A defendant with a junior consumptive appropriation takes his water from the stream below the present return point of plaintiff's mill dam appropriation and depends thereon for his supply. Upper appropriators, senior to him, have been obliged to permit water to pass their headgates to supply this mill dam appropriation. If its diversion point be now moved above the headgates of those seniors such a change in stream conditions results as works tremendous and irreparable damage to that defendant.

While it may not always be impossible to change the point of diversion of a nonconsumptive appropriation without such a change of stream conditions as to injuriously affect the vested rights of other appropriators, it is obvious that the difficulty increases with the lapse of time and the multiplication of junior consumptive appropriations. Here more than 65 years have passed since the date of plaintiff's mill dam appropriation and such junior appropriations have averaged more than one for each of those years.
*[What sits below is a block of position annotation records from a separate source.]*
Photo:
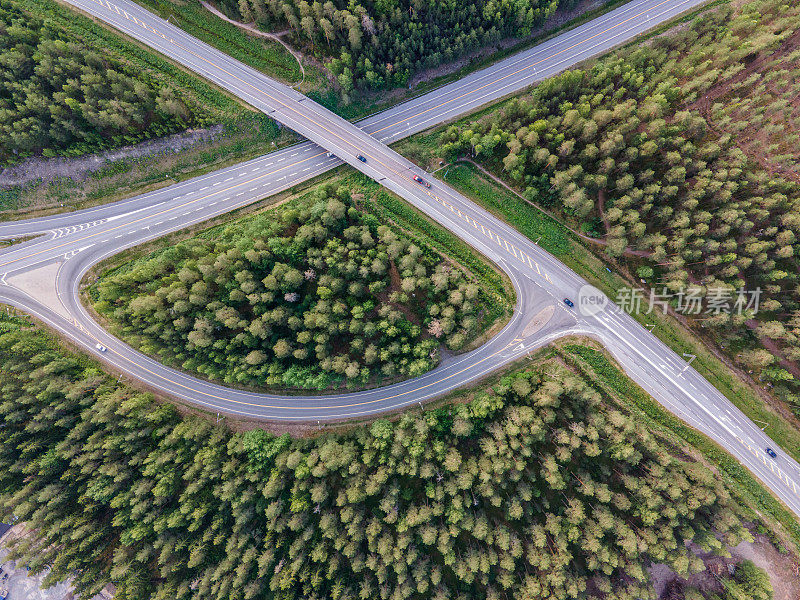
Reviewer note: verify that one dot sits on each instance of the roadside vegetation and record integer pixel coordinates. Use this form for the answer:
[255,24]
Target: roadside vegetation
[650,152]
[381,45]
[235,140]
[69,88]
[315,293]
[537,486]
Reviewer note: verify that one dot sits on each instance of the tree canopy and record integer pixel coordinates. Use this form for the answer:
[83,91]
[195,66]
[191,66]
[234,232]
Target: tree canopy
[61,95]
[536,488]
[382,44]
[312,293]
[660,150]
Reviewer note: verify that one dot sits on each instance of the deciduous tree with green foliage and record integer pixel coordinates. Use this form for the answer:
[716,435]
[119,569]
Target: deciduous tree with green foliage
[536,488]
[307,295]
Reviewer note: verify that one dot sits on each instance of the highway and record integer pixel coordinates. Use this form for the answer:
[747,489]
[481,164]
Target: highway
[43,276]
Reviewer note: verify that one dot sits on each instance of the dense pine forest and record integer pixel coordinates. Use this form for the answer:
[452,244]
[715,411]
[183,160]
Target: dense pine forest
[308,295]
[64,92]
[536,488]
[381,44]
[682,149]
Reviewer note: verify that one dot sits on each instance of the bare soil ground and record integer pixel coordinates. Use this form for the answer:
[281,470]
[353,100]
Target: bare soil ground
[754,140]
[783,569]
[47,169]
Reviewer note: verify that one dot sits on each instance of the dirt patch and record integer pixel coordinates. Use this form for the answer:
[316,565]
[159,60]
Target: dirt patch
[558,19]
[48,169]
[253,30]
[755,140]
[783,570]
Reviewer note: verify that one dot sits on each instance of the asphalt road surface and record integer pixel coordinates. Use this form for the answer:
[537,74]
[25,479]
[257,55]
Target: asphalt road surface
[77,241]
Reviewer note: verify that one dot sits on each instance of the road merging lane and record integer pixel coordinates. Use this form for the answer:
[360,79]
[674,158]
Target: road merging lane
[538,277]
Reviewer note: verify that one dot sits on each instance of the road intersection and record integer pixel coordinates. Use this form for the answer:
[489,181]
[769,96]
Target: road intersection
[76,241]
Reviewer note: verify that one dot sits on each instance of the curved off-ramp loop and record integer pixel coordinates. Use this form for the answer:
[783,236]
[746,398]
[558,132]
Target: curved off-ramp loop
[539,279]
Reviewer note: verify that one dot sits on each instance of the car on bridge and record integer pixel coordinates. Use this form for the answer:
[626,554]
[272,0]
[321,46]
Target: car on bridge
[421,181]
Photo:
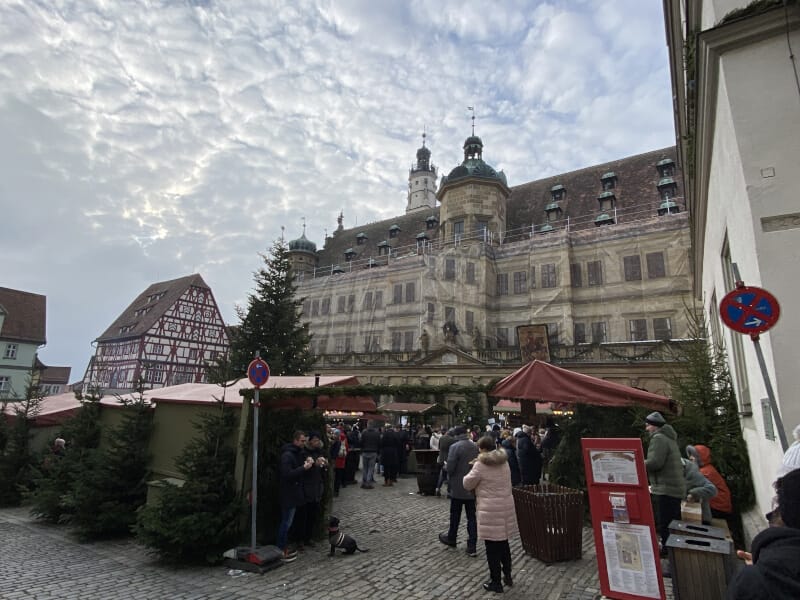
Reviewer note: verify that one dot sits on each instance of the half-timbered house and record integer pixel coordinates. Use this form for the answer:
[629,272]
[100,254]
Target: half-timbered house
[165,337]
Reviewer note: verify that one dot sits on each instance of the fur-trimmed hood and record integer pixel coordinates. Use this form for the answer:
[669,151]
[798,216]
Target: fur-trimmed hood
[493,458]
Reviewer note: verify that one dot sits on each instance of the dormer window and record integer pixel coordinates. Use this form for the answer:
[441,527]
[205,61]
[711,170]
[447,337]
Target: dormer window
[667,188]
[609,181]
[607,201]
[666,167]
[553,212]
[604,219]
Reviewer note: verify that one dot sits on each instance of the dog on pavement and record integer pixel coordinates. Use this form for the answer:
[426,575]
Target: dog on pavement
[341,540]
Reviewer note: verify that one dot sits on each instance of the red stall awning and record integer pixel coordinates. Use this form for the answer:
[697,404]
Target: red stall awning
[543,382]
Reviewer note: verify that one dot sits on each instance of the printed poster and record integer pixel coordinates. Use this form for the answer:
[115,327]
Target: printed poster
[630,563]
[614,466]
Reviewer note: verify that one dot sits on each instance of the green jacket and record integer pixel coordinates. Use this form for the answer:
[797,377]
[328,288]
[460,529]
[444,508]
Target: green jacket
[663,464]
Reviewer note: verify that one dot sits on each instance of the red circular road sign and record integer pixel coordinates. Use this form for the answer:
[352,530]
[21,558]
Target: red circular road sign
[258,372]
[749,309]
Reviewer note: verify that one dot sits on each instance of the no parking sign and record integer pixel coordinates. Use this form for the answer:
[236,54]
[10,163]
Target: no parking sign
[749,309]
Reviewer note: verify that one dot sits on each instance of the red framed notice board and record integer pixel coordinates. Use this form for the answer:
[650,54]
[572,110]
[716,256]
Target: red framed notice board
[622,519]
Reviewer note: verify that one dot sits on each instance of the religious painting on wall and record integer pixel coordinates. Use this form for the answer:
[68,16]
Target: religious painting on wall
[533,343]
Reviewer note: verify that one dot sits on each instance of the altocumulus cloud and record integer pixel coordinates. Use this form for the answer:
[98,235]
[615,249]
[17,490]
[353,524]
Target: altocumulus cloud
[142,141]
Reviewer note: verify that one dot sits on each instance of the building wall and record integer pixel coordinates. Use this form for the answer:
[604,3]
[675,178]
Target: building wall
[173,350]
[19,370]
[743,196]
[752,169]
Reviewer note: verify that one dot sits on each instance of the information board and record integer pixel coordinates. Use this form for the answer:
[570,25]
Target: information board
[622,519]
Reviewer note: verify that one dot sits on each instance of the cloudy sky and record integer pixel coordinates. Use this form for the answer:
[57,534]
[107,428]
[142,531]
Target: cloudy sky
[146,140]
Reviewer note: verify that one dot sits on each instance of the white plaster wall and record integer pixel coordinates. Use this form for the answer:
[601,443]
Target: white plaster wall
[765,104]
[757,128]
[714,10]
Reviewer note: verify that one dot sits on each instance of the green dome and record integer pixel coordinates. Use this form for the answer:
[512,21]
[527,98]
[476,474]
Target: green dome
[302,244]
[473,165]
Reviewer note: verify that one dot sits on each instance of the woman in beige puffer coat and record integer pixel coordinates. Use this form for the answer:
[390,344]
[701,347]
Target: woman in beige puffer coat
[490,478]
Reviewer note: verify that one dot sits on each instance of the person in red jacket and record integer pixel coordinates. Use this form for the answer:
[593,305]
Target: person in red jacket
[721,505]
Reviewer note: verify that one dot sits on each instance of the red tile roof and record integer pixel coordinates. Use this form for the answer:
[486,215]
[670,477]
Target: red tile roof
[172,290]
[25,316]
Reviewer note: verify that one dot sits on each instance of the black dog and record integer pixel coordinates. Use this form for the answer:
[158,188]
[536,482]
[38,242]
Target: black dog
[340,540]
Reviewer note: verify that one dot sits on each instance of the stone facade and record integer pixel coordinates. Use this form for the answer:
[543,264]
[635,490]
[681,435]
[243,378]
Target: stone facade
[739,149]
[436,296]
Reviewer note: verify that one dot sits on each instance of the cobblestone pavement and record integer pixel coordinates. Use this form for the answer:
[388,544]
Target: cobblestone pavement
[398,526]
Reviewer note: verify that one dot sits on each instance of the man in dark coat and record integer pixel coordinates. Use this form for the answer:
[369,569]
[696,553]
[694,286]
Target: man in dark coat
[528,457]
[391,449]
[459,463]
[370,445]
[511,452]
[405,443]
[313,487]
[665,473]
[293,465]
[775,570]
[445,442]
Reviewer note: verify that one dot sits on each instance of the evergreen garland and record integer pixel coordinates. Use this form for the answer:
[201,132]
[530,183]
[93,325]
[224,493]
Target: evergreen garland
[271,323]
[16,459]
[113,484]
[56,476]
[703,388]
[199,520]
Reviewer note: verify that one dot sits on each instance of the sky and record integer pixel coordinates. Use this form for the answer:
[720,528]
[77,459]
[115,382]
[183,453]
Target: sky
[142,141]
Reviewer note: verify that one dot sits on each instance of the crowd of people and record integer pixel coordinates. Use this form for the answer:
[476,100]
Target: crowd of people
[477,468]
[772,568]
[480,468]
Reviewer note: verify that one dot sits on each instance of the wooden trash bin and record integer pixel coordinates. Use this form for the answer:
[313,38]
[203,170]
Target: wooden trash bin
[701,567]
[550,519]
[691,529]
[427,470]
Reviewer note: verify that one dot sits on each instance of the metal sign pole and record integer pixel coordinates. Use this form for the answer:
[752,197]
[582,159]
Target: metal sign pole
[254,492]
[770,394]
[753,310]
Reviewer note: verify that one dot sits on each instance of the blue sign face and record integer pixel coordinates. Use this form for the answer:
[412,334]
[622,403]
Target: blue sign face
[258,372]
[749,310]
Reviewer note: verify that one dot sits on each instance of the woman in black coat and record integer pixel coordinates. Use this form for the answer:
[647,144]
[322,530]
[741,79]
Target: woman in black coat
[508,445]
[528,457]
[391,447]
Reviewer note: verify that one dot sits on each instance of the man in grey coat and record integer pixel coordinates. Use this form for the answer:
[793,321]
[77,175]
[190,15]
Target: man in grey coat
[459,459]
[665,472]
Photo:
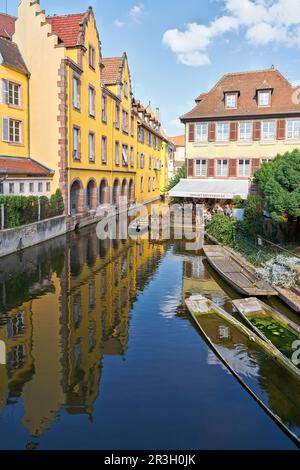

Considering now the ever-variable water supply, the changing crops, the constantly shifting demands of appropriators incident thereto, the interrelation and interdependency of the numerous priorities of these parties, it seems to us almost self-evident that such changes as that here sought must injuriously affect vested interests, and that no practicable terms or conditions could here be imposed which would obviate that injury. Certain it is that the findings of the trial court are amply supported by this record, hence cannot be disturbed by us.

Error is assigned on the failure of the court to find that certain "safeguards" suggested by plaintiff would, if inserted in the decree, prevent the impairment of vested rights, and complaint is made of its neglect to even note the suggestion. The court was not obliged to make specific findings on the subject, but since all presumptions favor the judgment we must assume that the court found the contrary. Moreover, since the impairment would arise from the change of the point of diversion and not from the amount of water diverted, and since plaintiff's suggested safeguards dealt only with the latter, the record on this matter clearly supports our assumption.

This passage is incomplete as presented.